Sekretaris Daerah (Sekda) Kota Bontang, Aji Erlynawati, menyatakan bahwa Pemkot Bontang akan memilah program prioritas untuk mendukung kebijakan tersebut.
“Pemkot Bontang akan melakukan penyesuaian dulu ya, dan memilah program-program yang lebih prioritas,” ungkapnya kepada kitamudamedia.com, Sabtu (25/1/2025).
Sejalan dengan itu, Ketua Komisi B DPRD Kota Bontang, Rustam, menegaskan pentingnya Pemkot Bontang mengikuti instruksi Presiden terkait efisiensi anggaran. Ia menyarankan agar pembangunan infrastruktur dan fasilitas kota menjadi prioritas utama.
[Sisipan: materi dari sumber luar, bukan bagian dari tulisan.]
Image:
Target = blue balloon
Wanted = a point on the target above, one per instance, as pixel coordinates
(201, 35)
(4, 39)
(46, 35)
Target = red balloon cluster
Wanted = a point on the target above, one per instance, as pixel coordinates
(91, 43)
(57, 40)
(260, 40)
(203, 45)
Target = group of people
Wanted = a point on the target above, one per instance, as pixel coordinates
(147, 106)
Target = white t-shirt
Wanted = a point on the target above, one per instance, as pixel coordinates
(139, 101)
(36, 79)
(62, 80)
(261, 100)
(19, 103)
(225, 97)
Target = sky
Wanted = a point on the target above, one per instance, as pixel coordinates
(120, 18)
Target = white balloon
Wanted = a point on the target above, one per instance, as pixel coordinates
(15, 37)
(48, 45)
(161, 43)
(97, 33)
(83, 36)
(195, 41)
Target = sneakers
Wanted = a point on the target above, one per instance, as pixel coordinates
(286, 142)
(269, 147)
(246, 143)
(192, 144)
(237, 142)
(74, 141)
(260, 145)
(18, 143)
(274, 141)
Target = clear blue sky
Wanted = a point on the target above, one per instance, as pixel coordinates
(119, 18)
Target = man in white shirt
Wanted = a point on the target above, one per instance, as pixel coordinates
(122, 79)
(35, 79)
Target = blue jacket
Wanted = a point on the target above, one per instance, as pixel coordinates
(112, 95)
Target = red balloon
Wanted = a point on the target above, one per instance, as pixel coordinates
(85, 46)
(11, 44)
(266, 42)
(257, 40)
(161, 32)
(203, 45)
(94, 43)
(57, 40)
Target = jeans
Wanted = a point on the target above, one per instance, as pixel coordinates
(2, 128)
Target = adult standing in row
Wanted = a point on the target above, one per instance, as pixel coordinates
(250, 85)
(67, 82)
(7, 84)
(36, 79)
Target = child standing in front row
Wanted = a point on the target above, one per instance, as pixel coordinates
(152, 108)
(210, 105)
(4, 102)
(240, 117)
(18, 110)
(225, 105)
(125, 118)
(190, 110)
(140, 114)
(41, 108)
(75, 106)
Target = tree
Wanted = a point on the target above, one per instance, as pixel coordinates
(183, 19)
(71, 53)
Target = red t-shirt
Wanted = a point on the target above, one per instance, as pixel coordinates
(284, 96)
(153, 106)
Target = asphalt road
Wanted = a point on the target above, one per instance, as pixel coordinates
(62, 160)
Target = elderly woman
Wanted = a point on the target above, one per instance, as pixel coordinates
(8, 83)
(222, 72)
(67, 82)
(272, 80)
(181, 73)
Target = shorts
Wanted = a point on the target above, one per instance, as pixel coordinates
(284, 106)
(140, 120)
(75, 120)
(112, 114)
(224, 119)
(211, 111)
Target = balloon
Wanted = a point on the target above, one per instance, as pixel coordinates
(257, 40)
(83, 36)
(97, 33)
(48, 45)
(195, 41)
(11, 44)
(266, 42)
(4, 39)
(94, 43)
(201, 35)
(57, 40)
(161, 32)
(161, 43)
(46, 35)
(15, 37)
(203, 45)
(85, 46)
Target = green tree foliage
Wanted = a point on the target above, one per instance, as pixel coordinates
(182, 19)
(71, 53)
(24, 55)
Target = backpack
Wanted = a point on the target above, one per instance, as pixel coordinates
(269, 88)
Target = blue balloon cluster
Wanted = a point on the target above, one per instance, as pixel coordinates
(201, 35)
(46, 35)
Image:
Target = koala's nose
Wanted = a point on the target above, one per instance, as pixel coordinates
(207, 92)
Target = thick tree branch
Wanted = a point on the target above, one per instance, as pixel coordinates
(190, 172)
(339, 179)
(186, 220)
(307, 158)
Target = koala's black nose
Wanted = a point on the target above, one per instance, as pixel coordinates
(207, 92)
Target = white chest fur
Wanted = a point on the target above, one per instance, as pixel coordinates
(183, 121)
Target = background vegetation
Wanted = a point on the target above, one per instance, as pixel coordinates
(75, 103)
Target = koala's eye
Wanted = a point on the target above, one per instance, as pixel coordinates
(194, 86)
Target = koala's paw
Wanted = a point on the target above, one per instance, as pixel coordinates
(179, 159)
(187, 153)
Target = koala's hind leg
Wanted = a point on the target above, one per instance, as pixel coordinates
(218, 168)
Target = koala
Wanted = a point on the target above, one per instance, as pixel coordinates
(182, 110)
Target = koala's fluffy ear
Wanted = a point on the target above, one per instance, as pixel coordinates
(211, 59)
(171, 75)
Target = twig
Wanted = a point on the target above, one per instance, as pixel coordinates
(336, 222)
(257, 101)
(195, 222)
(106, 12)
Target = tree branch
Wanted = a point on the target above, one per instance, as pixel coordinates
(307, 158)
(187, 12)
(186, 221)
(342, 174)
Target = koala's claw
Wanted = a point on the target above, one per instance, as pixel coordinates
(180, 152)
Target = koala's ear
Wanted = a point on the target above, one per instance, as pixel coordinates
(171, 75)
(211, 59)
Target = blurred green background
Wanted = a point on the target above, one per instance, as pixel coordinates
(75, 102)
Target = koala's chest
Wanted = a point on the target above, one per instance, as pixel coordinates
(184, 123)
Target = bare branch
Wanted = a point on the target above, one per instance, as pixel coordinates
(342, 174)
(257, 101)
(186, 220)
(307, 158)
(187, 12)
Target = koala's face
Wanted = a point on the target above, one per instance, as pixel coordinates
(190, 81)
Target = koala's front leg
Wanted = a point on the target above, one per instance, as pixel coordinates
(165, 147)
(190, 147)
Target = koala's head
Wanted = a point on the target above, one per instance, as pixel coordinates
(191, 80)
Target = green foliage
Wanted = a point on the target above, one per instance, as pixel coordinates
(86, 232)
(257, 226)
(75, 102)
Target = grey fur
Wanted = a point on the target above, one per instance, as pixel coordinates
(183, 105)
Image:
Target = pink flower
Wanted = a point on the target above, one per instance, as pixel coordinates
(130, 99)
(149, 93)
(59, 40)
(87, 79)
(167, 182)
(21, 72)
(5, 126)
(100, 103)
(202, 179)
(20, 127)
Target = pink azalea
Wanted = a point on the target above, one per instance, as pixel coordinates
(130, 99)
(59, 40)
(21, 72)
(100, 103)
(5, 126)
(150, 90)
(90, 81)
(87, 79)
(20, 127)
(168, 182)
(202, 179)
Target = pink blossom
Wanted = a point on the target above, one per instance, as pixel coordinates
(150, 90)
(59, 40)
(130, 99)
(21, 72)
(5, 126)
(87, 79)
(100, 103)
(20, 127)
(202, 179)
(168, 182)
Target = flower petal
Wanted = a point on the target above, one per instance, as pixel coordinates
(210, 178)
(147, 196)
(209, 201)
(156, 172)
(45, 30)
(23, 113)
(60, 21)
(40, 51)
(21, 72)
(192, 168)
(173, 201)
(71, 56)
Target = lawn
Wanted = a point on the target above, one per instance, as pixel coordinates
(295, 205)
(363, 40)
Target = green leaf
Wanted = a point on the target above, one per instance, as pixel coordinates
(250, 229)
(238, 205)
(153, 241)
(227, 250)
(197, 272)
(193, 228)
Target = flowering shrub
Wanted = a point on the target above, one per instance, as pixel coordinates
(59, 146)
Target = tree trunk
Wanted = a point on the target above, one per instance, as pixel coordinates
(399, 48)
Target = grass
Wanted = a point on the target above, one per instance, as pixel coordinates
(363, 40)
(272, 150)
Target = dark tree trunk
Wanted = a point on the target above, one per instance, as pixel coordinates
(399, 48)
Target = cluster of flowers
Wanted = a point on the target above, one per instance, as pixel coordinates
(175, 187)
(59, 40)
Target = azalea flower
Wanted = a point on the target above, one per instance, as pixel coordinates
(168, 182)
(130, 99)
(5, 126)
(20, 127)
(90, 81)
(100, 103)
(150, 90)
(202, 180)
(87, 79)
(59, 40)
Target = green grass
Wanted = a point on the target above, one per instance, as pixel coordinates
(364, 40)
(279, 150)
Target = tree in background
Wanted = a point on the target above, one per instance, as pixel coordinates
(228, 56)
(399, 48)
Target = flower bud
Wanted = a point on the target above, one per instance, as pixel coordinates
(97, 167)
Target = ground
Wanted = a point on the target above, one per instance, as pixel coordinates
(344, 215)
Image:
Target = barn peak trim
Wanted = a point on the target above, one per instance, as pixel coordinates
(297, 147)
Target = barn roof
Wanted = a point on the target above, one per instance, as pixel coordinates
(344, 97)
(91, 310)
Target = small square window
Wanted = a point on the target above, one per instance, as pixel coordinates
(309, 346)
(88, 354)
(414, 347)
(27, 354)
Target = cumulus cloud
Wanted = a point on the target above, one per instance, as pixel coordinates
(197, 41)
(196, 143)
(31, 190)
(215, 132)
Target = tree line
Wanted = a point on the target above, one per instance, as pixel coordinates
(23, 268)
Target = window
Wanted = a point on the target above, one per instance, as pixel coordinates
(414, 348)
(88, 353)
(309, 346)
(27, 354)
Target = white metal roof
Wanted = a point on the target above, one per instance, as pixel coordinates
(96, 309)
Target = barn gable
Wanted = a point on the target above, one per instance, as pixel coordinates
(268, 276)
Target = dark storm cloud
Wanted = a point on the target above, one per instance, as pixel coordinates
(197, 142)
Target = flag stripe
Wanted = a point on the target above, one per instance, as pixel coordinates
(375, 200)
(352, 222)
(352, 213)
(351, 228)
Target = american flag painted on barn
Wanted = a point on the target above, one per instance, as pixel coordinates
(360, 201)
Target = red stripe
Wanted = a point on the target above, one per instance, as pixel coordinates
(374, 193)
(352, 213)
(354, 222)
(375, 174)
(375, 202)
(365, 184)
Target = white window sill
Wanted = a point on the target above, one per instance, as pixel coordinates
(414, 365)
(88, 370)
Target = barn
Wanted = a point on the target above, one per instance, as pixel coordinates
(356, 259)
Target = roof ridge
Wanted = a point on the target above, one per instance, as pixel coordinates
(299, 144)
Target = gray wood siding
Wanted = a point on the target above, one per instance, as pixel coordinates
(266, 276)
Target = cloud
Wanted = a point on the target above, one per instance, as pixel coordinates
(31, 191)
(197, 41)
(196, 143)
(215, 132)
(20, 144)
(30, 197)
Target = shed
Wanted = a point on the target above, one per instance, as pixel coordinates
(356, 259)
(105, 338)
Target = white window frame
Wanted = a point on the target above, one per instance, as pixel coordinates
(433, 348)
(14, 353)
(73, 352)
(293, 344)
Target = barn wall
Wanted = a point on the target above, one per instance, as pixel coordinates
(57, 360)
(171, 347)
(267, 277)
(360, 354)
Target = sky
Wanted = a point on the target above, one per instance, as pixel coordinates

“Harus diikuti instruksinya presiden, anggaran harusnya lebih prioritas ke pembangunan dan fasilitas di Bontang, bukan lebih besar ke peningkatan SDM,” ujarnya.
Rustam juga menyoroti anggaran bimbingan teknis (bimtek) yang dinilai bisa dioptimalkan dengan pelaksanaan di dalam kota. Menurutnya, kegiatan pelatihan dapat dilakukan secara lokal, sementara studi tiru baru dilakukan di luar kota jika diperlukan.
“Sebutnya jangan bimtek, studi tiru lebih tepat. Kegiatan pelatihan dan bimbingannya bisa dilakukan di dalam kota, baru nanti untuk studi tirunya bisa ke luar kota,” tambahnya.
Sebagai informasi, kebijakan efisiensi anggaran ini tertuang dalam Instruksi Presiden (Inpres) Nomor 1 Tahun 2025 tentang Efisiensi Belanja dalam pelaksanaan APBN dan APBD Tahun Anggaran 2025. Inpres tersebut ditandatangani Presiden Prabowo setelah memimpin Sidang Kabinet Paripurna di Istana Negara, Rabu (22/1/2025).